Though a slow heart rate is not necessarily harmful to young adults, senior citizens should take the condition seriously. Untreated bradycardia can have serious, even life-threatening, results, including fainting, heart failure and cardiac arrest, according to the Mayo Clinic. The seriousness of the consequences depends on what is causing the bradycardia, how severe it is and the health of the affected heart tissue. The Mayo Clinic advises anyone having a consistently slow heart rate to consult a doctor right away.
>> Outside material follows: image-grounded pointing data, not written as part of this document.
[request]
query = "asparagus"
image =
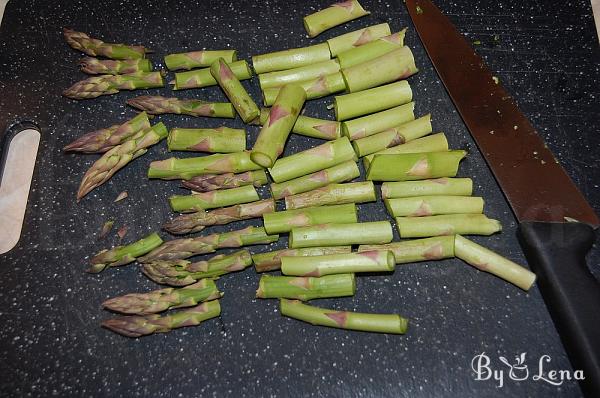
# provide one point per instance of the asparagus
(213, 199)
(276, 129)
(202, 78)
(96, 86)
(198, 59)
(438, 186)
(486, 260)
(118, 157)
(415, 166)
(237, 94)
(122, 255)
(376, 232)
(306, 288)
(213, 182)
(196, 222)
(314, 159)
(271, 261)
(95, 66)
(94, 47)
(137, 326)
(368, 261)
(157, 105)
(185, 169)
(222, 139)
(334, 15)
(450, 224)
(395, 65)
(382, 323)
(102, 140)
(291, 58)
(410, 251)
(164, 299)
(339, 173)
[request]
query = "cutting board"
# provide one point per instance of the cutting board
(50, 314)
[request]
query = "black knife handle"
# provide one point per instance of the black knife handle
(556, 253)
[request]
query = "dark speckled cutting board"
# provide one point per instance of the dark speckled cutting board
(51, 343)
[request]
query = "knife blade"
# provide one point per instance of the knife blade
(556, 224)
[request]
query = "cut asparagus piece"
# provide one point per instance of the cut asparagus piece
(368, 261)
(237, 94)
(306, 288)
(213, 199)
(486, 260)
(102, 140)
(118, 157)
(314, 159)
(353, 192)
(122, 255)
(450, 224)
(334, 15)
(381, 323)
(97, 48)
(339, 173)
(196, 222)
(198, 59)
(276, 129)
(395, 65)
(410, 251)
(271, 261)
(291, 58)
(137, 326)
(376, 232)
(164, 299)
(222, 139)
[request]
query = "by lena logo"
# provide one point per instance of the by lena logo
(518, 370)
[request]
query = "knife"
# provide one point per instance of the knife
(556, 224)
Many people have a low heart rate with few, if any, symptoms. According to the American Heart Association, treatment is usually not necessary in these cases. However, if insufficient blood is flowing to the brain and producing symptoms such as constant fatigue, fainting episodes or an inability to think clearly, treatment may be required. If medications are triggering the low pulse rate, a doctor may eliminate the drug or substitute another. In serious cases, a pacemaker can be implanted to keep the heart rate normal.
Lowering your risk of heart disease is the best way to avoid a slow heart rate as a senior citizen, according to the Mayo Clinic. Eating a nutritious diet and maintaining a healthy weight nourish your heart tissues and decrease stress on the heart. Regular exercise strengthens the heart muscles and increases circulation. Routine medical examinations can discover whether you need medications to control high blood pressure, high cholesterol or an underactive or overactive thyroid. Seeing your doctor regularly can also insure that your medication is not causing unwanted side effects such as a slow heart rate.